Newcastle gallery crisis defies belief: critic

The following is an excerpt from an October 26 review in the Sydney Morning Herald about the recent Darnell Collection show at Newcastle Art Gallery by art critic John McDonald.

IT'S distressing that every time I've written about Newcastle this year the exhibition has had to share column space with some new crisis. The only progress is that these crises keep getting worse, with the latest developments being almost unbelievable.

At a meeting on September 24, the council voted to adopt a controversial restructure proposed by general manager, Ken Gouldthorp, that will abolish the position of director of the Newcastle Art Gallery and install a "cultural facilities manager" who will take charge of the gallery, the Newcastle Museum and possibly the Civic Theatre.

This is the kind of drastic measure normally brought about by catastrophic mismanagement or financial meltdown. Yet Newcastle, by common agreement, is one of the best-managed galleries in the country. It has an excellent director in Ron Ramsey, who has brought in a succession of valuable bequests and donations, the latest being an $850,000 Brett Whiteley sculpture, donated by the artist's widow, Wendy. The gallery also has a strong group of friends and supporters who have raised the $40,000 required to bring the sculpture to Newcastle.

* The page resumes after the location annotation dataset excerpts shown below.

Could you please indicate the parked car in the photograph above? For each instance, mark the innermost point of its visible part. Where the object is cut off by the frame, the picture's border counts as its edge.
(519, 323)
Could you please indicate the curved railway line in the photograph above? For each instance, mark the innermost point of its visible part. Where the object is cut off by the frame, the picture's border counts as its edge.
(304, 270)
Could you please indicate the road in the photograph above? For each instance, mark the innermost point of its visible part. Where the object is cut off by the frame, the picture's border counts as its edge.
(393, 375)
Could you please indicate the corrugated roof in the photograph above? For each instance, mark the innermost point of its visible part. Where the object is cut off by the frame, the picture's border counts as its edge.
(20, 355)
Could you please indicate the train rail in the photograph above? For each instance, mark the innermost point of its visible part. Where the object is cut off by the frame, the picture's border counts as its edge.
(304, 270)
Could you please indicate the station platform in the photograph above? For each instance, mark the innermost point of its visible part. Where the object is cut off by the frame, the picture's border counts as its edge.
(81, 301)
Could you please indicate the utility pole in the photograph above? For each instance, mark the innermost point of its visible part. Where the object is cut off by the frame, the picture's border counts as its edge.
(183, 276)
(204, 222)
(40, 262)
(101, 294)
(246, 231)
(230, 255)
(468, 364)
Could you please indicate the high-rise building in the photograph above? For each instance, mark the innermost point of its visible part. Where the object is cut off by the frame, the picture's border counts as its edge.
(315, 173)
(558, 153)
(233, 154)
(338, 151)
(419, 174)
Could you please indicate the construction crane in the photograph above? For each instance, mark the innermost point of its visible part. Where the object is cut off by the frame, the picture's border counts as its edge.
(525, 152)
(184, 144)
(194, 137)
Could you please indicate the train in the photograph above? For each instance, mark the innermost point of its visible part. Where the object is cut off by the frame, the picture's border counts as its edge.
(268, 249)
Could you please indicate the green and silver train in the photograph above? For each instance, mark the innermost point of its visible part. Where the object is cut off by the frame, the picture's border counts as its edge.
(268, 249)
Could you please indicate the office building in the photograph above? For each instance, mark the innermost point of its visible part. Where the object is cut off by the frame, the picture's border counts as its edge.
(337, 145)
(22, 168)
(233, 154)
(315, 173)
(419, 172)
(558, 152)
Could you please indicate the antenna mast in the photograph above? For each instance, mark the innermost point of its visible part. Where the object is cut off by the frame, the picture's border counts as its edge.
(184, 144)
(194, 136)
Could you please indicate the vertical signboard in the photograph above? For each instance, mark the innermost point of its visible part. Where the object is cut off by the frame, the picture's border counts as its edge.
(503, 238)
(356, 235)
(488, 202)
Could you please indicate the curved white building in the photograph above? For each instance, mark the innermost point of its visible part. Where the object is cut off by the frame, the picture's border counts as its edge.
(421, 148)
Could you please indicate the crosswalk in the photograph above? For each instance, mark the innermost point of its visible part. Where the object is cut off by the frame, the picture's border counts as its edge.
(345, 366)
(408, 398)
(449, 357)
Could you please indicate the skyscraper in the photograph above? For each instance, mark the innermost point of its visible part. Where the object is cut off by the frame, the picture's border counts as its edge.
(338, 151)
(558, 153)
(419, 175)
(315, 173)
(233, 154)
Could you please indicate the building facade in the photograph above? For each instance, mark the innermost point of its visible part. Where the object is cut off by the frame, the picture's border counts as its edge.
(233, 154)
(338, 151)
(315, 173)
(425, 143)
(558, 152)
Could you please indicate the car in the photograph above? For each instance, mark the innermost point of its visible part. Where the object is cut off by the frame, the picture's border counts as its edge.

Newcastle's property developer mayor, Jeff McCloy, has already distinguished himself by suggesting the gallery raise money by selling its artworks. Apparently the council can't afford to pay for renovation, although it has millions to spend on a rearrangement of Laman Street in front of the gallery, which has been going on for months.

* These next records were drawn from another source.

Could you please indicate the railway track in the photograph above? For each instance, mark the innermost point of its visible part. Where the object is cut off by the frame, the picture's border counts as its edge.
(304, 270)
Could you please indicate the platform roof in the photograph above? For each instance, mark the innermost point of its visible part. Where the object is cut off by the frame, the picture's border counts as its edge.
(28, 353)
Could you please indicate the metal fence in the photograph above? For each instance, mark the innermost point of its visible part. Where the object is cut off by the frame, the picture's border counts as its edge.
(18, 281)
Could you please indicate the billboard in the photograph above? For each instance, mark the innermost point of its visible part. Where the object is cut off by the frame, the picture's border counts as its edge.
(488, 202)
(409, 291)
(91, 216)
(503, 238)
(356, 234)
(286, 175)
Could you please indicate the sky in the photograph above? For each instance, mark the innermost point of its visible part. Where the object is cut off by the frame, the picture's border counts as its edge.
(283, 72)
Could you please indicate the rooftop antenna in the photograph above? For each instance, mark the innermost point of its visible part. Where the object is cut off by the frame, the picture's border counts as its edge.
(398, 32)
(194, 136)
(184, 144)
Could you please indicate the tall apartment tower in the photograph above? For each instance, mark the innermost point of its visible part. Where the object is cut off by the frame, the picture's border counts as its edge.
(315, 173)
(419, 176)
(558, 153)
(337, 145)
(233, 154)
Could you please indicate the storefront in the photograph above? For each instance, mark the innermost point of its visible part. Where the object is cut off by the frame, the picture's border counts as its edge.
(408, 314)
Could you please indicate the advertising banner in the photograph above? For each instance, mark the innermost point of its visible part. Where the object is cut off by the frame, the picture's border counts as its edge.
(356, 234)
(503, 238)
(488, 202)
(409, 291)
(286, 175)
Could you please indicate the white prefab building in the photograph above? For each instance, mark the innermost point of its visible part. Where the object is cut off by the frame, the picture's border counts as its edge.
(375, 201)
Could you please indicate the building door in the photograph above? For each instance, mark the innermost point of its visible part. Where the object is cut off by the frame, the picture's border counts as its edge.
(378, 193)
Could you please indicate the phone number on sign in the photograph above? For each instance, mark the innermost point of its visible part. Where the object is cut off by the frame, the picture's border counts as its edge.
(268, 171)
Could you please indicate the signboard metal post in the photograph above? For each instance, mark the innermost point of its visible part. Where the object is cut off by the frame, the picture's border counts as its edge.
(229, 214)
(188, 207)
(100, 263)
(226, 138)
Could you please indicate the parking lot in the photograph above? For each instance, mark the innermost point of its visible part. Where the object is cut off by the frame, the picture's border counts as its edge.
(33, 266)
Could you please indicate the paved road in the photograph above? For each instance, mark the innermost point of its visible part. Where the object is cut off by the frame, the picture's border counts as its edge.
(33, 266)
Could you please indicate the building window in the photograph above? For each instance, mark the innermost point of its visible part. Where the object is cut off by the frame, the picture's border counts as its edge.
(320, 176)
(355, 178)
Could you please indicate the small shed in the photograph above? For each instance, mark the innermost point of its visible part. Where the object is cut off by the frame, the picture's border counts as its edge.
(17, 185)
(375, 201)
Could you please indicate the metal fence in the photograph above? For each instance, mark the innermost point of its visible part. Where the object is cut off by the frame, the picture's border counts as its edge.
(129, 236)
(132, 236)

There are also funds for the beautification of Hunter Street, which may benefit properties and businesses on that unlovely thoroughfare, but shouldn't take priority over the gallery, which is a facility to be enjoyed by every citizen and every tourist.

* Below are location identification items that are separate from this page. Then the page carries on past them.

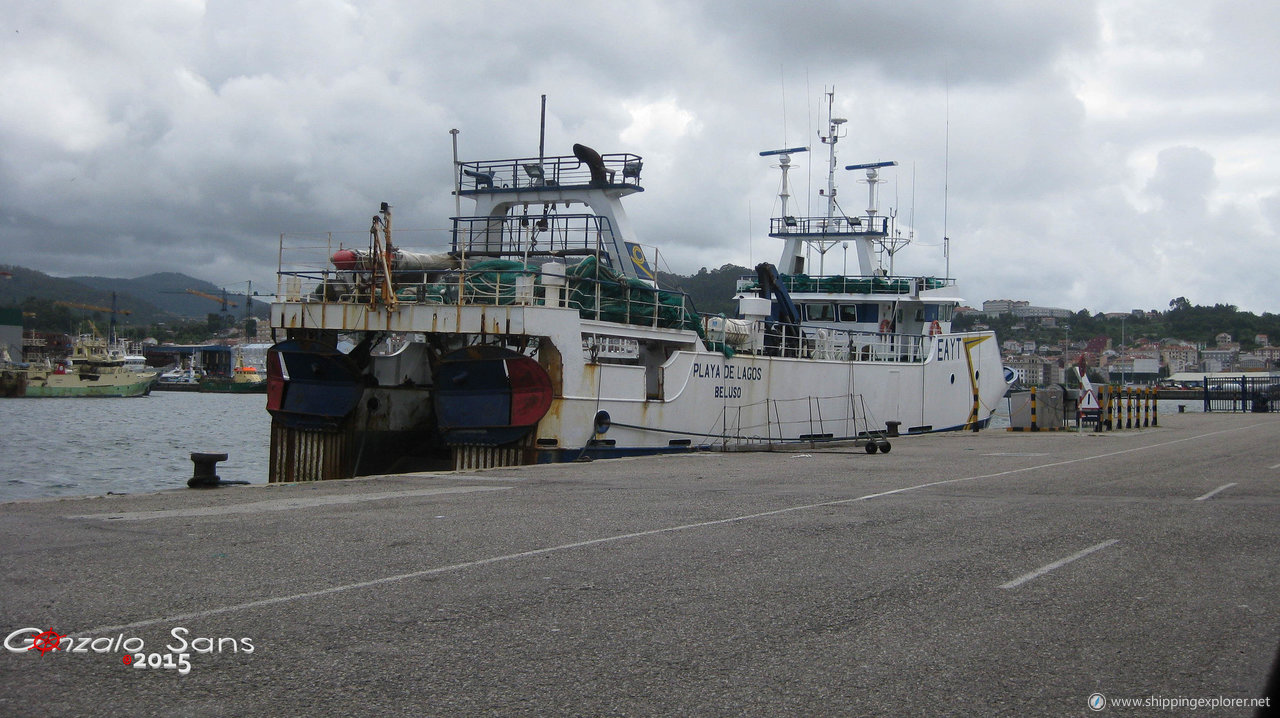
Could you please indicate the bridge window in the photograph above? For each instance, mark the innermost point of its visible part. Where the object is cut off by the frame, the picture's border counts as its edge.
(821, 312)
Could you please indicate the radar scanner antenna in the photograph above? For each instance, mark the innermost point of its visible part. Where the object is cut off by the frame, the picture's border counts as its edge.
(785, 165)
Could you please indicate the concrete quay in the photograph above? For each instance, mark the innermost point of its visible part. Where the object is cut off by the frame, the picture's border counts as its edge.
(993, 574)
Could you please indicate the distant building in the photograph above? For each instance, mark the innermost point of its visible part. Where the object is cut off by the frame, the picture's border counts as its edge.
(1027, 311)
(1221, 359)
(996, 307)
(1028, 367)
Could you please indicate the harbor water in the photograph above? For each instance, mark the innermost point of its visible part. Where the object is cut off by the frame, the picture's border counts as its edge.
(90, 447)
(96, 446)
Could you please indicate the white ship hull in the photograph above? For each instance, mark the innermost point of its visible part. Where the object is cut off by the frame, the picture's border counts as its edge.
(540, 335)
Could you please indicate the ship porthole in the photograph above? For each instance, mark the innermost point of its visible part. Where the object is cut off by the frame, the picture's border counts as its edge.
(602, 421)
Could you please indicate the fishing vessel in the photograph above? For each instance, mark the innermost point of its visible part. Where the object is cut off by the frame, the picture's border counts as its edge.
(243, 380)
(539, 334)
(92, 370)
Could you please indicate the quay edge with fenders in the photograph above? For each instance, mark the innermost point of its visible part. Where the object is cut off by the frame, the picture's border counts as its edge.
(540, 334)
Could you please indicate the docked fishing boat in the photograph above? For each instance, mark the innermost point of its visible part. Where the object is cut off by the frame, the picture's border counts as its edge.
(539, 334)
(243, 380)
(186, 376)
(92, 370)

The proposal to abolish the position of director was narrowly approved at a confidential session of the council. Councillors opposed to the changes said they weren't given sufficient time to review the plan, copies of which were returned to the council at the end of the meeting to prevent its leaking. The restructure is an act of consummate brutality that will take one of the leading regional galleries in the country and turn it into a major embarrassment.

Many directors treated in this manner would be ready to man the barricades, but Ron Ramsey has met this humiliating scenario with extraordinary courtesy and discretion. He will get another job, and Newcastle will lose a popular and highly effective director. One expects that bequests and donations will drop to zero, while exhibitions will be dealt with in perfunctory fashion.

A gallery on the scale of Newcastle with no director is not so very different to a large vessel without a captain, or perhaps a city without a mayor.

Those who wish to visit the Newcastle Art Gallery before it disappears beneath the waves will be impressed by the exhibition, After Five: Fashion from the Darnell Collection. This show was originally put together for the Hazlehurst Regional Gallery earlier this year, and has been slightly reworked for the Newcastle season. As usual, a great deal of thought has been put into the hang, which has been one of the features of Ron Ramsey's directorship.